In practice, the CGC is needed for several situations. A common situation is that a CGC must be presented as part of a job application procedure with an employer. However, that is not the only situation in which a CGC may be required. For instance, a supervisory authority may require a CGC from a (co)policy-making employee of a company in specific situations such as the context of a reliability assessment. When assessing the application to issue a CGC, the judicial documentation system is consulted, also referred to as the ‘criminal record’. That system shows whether an investigation into a particular suspicion is registered or whether it has resulted in an acquittal, a conviction or an alternative disposal such as a dismissal or a transaction.

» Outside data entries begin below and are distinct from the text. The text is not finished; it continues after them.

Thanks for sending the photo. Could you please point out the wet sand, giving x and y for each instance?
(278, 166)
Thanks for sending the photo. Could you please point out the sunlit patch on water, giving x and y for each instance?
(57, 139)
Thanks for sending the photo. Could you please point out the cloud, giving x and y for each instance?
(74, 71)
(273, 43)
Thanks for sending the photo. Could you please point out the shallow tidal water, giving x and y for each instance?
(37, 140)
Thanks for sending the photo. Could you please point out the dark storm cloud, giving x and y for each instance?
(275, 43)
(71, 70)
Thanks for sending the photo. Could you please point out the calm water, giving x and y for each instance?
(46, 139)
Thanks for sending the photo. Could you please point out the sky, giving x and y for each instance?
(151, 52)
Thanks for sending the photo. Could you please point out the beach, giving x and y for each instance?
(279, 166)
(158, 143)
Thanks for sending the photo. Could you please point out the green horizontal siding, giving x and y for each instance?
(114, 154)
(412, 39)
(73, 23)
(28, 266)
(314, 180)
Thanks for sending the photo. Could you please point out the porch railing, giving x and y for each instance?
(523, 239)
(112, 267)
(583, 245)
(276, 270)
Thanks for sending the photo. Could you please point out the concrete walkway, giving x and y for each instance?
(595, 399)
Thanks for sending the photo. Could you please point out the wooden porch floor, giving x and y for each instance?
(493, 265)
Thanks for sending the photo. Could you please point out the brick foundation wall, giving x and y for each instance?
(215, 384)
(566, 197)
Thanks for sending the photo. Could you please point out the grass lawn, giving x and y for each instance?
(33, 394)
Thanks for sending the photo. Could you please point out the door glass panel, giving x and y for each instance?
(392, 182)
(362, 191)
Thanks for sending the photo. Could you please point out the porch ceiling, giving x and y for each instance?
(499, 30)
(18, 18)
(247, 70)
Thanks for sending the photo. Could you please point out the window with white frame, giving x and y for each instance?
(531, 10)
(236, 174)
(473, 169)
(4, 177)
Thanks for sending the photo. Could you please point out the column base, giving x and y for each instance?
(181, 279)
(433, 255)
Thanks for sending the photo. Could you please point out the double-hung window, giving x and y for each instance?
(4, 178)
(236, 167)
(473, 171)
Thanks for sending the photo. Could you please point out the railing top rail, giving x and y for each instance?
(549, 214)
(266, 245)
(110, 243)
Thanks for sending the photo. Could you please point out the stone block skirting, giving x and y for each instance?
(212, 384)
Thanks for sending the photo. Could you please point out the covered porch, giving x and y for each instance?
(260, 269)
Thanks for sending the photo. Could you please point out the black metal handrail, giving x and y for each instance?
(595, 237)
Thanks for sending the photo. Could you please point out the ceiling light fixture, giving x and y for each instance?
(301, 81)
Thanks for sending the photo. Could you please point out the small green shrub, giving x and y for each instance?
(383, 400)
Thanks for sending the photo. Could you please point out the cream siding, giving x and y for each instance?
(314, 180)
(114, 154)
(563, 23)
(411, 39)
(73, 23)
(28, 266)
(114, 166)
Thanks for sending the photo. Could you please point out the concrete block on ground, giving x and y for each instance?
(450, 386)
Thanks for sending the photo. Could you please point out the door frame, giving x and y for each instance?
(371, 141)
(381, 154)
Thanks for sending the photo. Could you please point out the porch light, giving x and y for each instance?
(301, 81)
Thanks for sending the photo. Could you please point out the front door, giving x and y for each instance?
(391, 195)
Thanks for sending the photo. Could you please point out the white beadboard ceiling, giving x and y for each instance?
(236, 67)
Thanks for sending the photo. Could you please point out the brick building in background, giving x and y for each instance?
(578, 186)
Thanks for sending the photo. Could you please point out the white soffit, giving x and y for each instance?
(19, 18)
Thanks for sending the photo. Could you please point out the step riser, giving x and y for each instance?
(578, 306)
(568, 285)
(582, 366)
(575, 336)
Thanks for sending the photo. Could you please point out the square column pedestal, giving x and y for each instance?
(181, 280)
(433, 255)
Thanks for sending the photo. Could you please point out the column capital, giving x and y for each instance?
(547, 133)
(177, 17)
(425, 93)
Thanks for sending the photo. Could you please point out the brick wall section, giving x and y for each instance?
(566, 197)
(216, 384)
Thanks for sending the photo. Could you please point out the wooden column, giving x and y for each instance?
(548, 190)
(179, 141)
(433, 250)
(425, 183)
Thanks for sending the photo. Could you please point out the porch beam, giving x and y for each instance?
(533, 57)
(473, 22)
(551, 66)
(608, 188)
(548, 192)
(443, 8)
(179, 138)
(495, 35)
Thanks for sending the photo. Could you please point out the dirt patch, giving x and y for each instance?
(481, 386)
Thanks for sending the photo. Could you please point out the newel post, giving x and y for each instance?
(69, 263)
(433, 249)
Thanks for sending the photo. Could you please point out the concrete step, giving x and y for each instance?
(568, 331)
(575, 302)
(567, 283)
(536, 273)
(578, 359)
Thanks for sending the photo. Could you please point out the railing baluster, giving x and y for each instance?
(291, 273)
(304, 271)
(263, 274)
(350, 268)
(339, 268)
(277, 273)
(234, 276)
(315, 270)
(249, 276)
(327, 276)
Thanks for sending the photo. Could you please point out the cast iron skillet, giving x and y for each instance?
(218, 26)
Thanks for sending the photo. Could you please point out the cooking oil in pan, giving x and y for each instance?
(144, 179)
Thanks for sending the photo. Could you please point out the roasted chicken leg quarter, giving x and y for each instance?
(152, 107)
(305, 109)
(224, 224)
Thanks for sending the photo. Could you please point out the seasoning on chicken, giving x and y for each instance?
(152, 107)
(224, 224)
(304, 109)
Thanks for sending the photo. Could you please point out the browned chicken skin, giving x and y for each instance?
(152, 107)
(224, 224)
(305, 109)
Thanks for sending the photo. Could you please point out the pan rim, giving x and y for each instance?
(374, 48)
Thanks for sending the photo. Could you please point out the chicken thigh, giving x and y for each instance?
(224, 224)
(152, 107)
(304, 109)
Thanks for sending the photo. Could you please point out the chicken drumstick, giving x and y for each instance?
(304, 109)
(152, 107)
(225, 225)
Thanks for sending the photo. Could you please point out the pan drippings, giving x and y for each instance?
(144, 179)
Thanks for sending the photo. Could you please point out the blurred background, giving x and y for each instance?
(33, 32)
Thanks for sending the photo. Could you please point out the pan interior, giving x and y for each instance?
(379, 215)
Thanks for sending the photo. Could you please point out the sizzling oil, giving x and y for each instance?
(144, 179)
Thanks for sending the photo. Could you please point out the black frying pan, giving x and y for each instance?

This information remains visible in the judicial documentation system for a certain amount of years.
Based on the June 2022 Dutch policy rules, a request for a CGC will be rejected if the objective criterion is met. The objective criterion involves assessing whether the judicial data found in respect of the applicant, if repeated, given the risk to society, constitutes an obstacle to the proper performance of the function/task/occupation for which the CGC has been applied for. The subjective criterion is then used to test whether the applicant’s interest in issuing the CGC outweighs the interest of society protected by the objective criterion. Circumstances of the case that are always included in the assessment are the disposal of the criminal case, the time course and the amount of antecedents.
It is notable that it does not include the circumstances under which an offence was committed. After all, these are also circumstances of the case. Paragraph 184.108.40.206. of the policy rules states: “In the event that COVOG [the decision making organ], after weighing the circumstances of the case, cannot reach a proper judgement and has doubts about whether a VOG [CGC] can be issued, the circumstances under which the offence took place will be included in the assessment”. In that context, the ruling by the Administrative Law Division of the Council of State on 29 March 2023 is interesting. The Division ruled on a case in which the Minister for Legal Protection took the position that, according to its own policy rules, it must consider the circumstances under which a criminal offence took place when deciding on a CGC, but only if there is doubt as to whether or not the CGC should be issued. Although the Division followed this position in the past, the Division is now changing its position. The Division is now considering that the proportionality test of article 4:84 of the General Administrative Code requires that all the circumstances of the case be taken into account to determine whether the policy rules should be deviated from and a CGC should be granted.
In our opinion this is the appropriate outcome. The decision to (not) grant a CGC in the case of convictions should be “tailor-made” and certain circumstances cannot be categorically excluded. Although this new jurisprudence is no guarantee that a CGC will be issued in the case of a conviction, it does offer more possibilities for customization fit for the specific situation.